Freddy repère aisément M.Zhu. C’est un piège : les sbires de M.Wang sont aussi
présents, cherchant à abattre le Chinois. Rattrapé par les mafieux asiatiques, Freddy est torturé avant d’accepter de buter M.Zhu contre une forte somme. Peut-être que s’il réussit un gros coup
pour Wang, le jeune caïd gagnera assez pour que son amie Larna cesse de se prostituer. Éviter qu’elle s’enlise comme sa copine Sacha. Freddy reprend
contact avec M.Zhu. Peu après qu’il se soient retrouvés dans un bistrot, une descente de police les oblige à fuir. Freddy finit par convaincre le Chinois qu’il peut l’aider. Car celui-ci n’est
pas à Paris pour une courte visite touristique. Il cherche la trace d’Hibiscus, jeune Chinoise de quinze ans. M.Zhu pense qu’une prostituée peut leur apporter des informations…

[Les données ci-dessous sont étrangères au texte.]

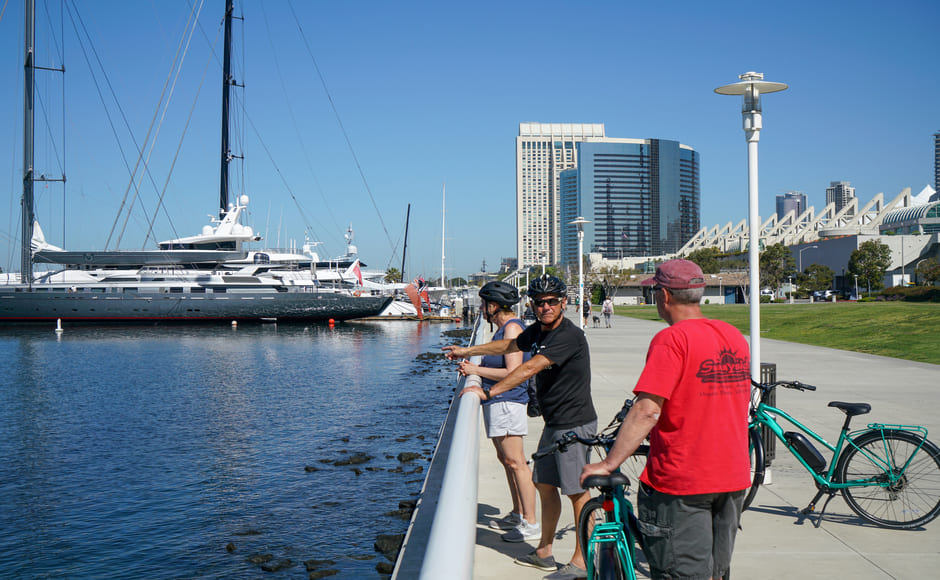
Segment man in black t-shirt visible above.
[443,275,597,579]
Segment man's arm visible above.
[490,354,552,396]
[581,393,666,482]
[441,338,519,360]
[460,354,552,400]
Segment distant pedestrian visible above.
[601,296,614,328]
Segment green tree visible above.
[914,258,940,286]
[760,244,796,288]
[385,268,401,282]
[849,240,891,293]
[686,248,722,274]
[796,264,835,292]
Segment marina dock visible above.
[473,308,940,580]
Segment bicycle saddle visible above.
[581,471,630,489]
[829,401,871,417]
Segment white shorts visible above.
[483,401,529,439]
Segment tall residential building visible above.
[777,191,808,220]
[560,138,701,264]
[826,181,855,212]
[516,123,605,267]
[930,131,940,201]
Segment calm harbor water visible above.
[0,321,455,578]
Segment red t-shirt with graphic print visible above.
[634,318,751,495]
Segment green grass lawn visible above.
[614,302,940,364]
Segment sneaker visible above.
[513,552,558,572]
[542,564,587,580]
[490,512,522,530]
[502,520,542,542]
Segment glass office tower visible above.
[561,139,701,263]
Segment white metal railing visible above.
[392,318,491,579]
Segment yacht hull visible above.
[0,287,392,324]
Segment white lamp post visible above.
[568,216,591,330]
[800,246,819,274]
[715,72,787,381]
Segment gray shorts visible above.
[637,484,747,580]
[483,401,529,439]
[532,420,597,495]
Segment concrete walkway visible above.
[474,308,940,580]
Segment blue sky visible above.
[0,0,940,277]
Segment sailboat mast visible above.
[441,183,447,288]
[399,203,411,282]
[20,0,36,285]
[219,0,235,219]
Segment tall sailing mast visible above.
[441,183,447,288]
[20,0,36,285]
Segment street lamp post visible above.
[715,72,787,381]
[800,246,819,274]
[568,216,591,330]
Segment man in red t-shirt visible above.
[581,260,751,579]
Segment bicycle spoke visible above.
[840,430,940,528]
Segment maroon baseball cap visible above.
[641,260,705,290]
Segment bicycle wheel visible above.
[836,429,940,530]
[743,427,764,509]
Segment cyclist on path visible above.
[459,282,541,542]
[581,260,751,579]
[443,275,597,580]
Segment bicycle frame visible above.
[750,402,927,490]
[584,485,636,580]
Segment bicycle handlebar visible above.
[751,379,816,391]
[532,431,614,459]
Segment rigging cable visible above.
[66,3,193,249]
[260,3,342,244]
[144,3,222,249]
[116,2,204,246]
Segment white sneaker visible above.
[502,520,542,542]
[490,512,522,530]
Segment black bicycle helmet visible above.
[480,282,519,306]
[528,274,568,298]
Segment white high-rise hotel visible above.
[516,123,606,267]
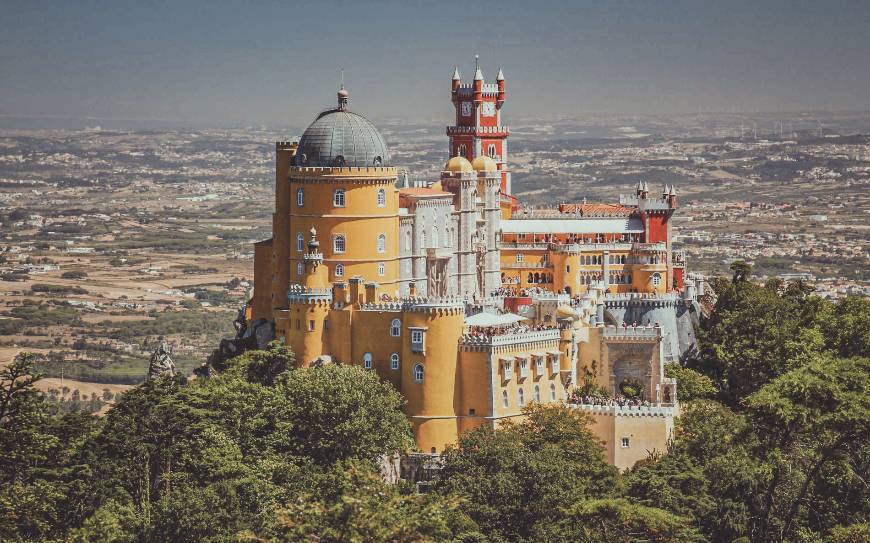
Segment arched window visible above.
[332,234,347,253]
[332,189,344,207]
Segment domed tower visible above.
[287,86,399,295]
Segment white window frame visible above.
[332,234,347,255]
[332,189,347,207]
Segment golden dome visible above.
[444,156,474,172]
[471,155,498,172]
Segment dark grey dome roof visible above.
[295,89,390,167]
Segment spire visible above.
[474,55,483,81]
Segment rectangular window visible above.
[411,329,425,353]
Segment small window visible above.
[332,189,344,207]
[332,234,347,253]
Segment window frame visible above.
[332,189,347,207]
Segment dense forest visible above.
[0,263,870,543]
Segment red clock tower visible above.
[447,57,511,195]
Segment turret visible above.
[495,68,505,108]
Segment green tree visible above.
[436,405,617,541]
[276,364,413,466]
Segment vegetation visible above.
[0,265,870,543]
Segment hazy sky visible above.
[0,0,870,126]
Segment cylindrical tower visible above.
[288,88,399,295]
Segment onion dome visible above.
[444,156,474,173]
[294,87,390,168]
[471,155,498,172]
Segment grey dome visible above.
[295,89,390,167]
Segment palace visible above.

Sentiments mitigés à la lecture de cette BD. Le scénario semble vouloir refléter une réalité actuelle de la criminalité parisienne. Caïds pas si courageux, bandes de délinquants nerveux pratiquant le trafic d’objets volés, organisation mafieuse chinoise, tels sont les protagonistes habituels des histoires de truands. Quant à la romance entre Freddy et Larna, rien d’innovant. On trouverait à peu près les mêmes éléments dans un vieux polar des années 1950. Néanmoins, l’histoire est correctement construite, plus proche d’un téléfilm que de Martin Scorcese. Côté graphisme, le meilleur côtoie ici le moins bon. Le décor citadin nocturne est assez bien rendu, la vitesse de certaines scènes convainc à peu près. Toutefois, on déplore que bon nombre de passages soient dessinés avec un minimalisme regrettable. Sous prétexte d’intimisme, le fond de décor s’efface. Idem pour certaines scènes de nuit en extérieur. On peut imaginer que ce soit volontaire, mais ça méritait d’être un peu mieux fignolé. Surprise finale : vous êtes priés d’attendre le tome 2 pour connaître la suite de cet album.